A mobile app for lyf Funan Singapore is available on the Apple App Store and the Google Play Store for easy booking, payment and seamless access throughout the property with just a tap or swipe. The lyf app can also enable communication with the lyf Guards, as well as provide guests with discounts at various shops at Funan by showing their mobile key.
The lyf Funan Singapore offers five interchangeable apartment types ranging from 18 sq.m. to 105 sq.m. to accommodate single, dual or group bookings, with room rates beginning at S$150. They include “One of a Kin” (18 sq.m.), a studio unit with an en suite bathroom for individuals and couples who enjoy their own space; “Two of a Kin” (43 sq.m.), featuring two private rooms with a shared kitchenette; “lyf Styl” (18 sq.m.), a gaming-themed studio unit equipped with a PlayStation console, en suite bathroom and a pull-down sofa bed, and also the “Up & Dow” apartments (18 sq.m.) which come with bunk beds.

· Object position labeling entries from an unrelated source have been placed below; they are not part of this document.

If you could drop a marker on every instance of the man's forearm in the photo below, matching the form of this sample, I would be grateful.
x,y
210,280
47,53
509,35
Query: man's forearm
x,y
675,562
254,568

The “All Together” apartments (41 sq.m. to 105 sq.m.), which are ideal for groups of up to nine, are business suites featuring two to six rooms with a shared kitchen, a Samsung Flip interactive smart screen to facilitate discussions, as well as a large table that doubles up as a workspace and dining area.
In late 2017, Ascott signed a serviced residence management agreement with local developer Cebu Landmasters Inc. to bring lyf to Cebu City with a 153-room serviced residence.
“Co-living is going to be a growing phenomenon. It’s here to stay” Ms. Teo said.
“I think there’s a lot of untapped demand in that market. For us, when we look at our plans in Asia, we see a lot of opportunity in cities like Manila or Jakarta, where there’s a rising class of millennials who have spending power. And they’re not looking for cookie-cutter hotels or service apartments. They want something more unique.”